As usual, however, Pai was a bit casual with the facts. For one thing, both T-Mobile and Sprint were already on record saying they would have deployed these networks anyway to compete with AT&T and Verizon. The other major problem, obviously, is no matter how many conditions T-Mobile volunteers, consumer advocates are hard pressed to believe that Pai would actually enforce any of them:
"Industry watchers doubt whether Pai’s FCC would enforce conditions given the agency’s unwillingness to stand up to major carriers on a litany of subjects, ranging from the foot-dragging on implementing robocall tech, casual treatment of consumer location data, and repair delays in the wake of hurricanes in both Florida and Puerto Rico.
“Does anyone really believe that this FCC, which has asked nothing of the big mobile companies for over 2 years will require the companies to abide by these commitments?” former FCC lawyer Gigi Sohn told Motherboard via email."
For what it's worth, the Department of Justice remains skeptical that the deal's benefits will outweigh its harms. And there are several state AGs who've said they'll sue to block the deal even if it's approved.
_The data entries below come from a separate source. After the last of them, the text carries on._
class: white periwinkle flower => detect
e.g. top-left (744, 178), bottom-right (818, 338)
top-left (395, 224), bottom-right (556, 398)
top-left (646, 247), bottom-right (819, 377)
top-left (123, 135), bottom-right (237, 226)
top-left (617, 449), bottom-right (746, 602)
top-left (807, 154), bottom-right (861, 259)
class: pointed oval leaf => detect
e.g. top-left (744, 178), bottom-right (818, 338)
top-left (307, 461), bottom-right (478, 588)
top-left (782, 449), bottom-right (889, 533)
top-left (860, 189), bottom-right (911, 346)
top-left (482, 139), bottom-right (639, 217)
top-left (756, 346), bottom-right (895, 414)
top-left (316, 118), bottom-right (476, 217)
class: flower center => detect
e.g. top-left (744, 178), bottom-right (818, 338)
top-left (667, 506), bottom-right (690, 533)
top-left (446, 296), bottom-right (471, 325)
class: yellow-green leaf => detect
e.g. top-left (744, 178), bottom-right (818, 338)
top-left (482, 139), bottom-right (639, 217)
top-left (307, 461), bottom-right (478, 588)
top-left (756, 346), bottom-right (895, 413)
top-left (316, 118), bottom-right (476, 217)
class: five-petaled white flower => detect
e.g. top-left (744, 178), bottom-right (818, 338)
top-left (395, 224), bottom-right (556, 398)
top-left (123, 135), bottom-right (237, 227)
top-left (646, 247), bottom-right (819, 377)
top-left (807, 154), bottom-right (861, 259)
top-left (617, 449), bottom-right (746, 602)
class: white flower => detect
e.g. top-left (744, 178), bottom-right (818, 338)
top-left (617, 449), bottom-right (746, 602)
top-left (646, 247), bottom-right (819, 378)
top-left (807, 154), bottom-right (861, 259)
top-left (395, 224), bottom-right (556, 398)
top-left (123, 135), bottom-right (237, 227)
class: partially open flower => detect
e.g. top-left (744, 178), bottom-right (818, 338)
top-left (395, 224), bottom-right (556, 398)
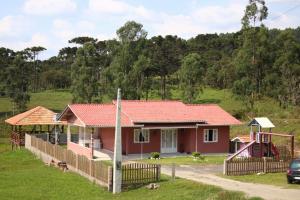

While T-Mobile's disruptive nature (again, largely made possible because regulators blocked AT&T from gobbling it up) and its brash CEO tend to confuse some folks into thinking that somehow this merger will be different, you'd be hard pressed to find a single consumer group (you know, the folks paid a pittance to protect end users) that supports the deal. And unions continue to argue that the deal will be a mammoth job killer as the combined company inevitably eliminates duplicate HQs and redundant retail and support personnel. You'd be hard pressed to find a single telecom megamerger in US history that didn't result in higher prices, job reductions, and terrible customer service, a major reason Comcast is the country's biggest broadband provider and one of the least liked companies in America.
But time after time, companies are able to pay a rotating crop of consultants and economists to pinky swear that this deal will somehow be the one to finally fix a market broken by endless consolidation. And time after time, well-heeled lawmakers, revolving door regulators and unskeptical reporters are quick to believe them, driving the market further away from healthy competition and toward obvious monopolized dysfunction.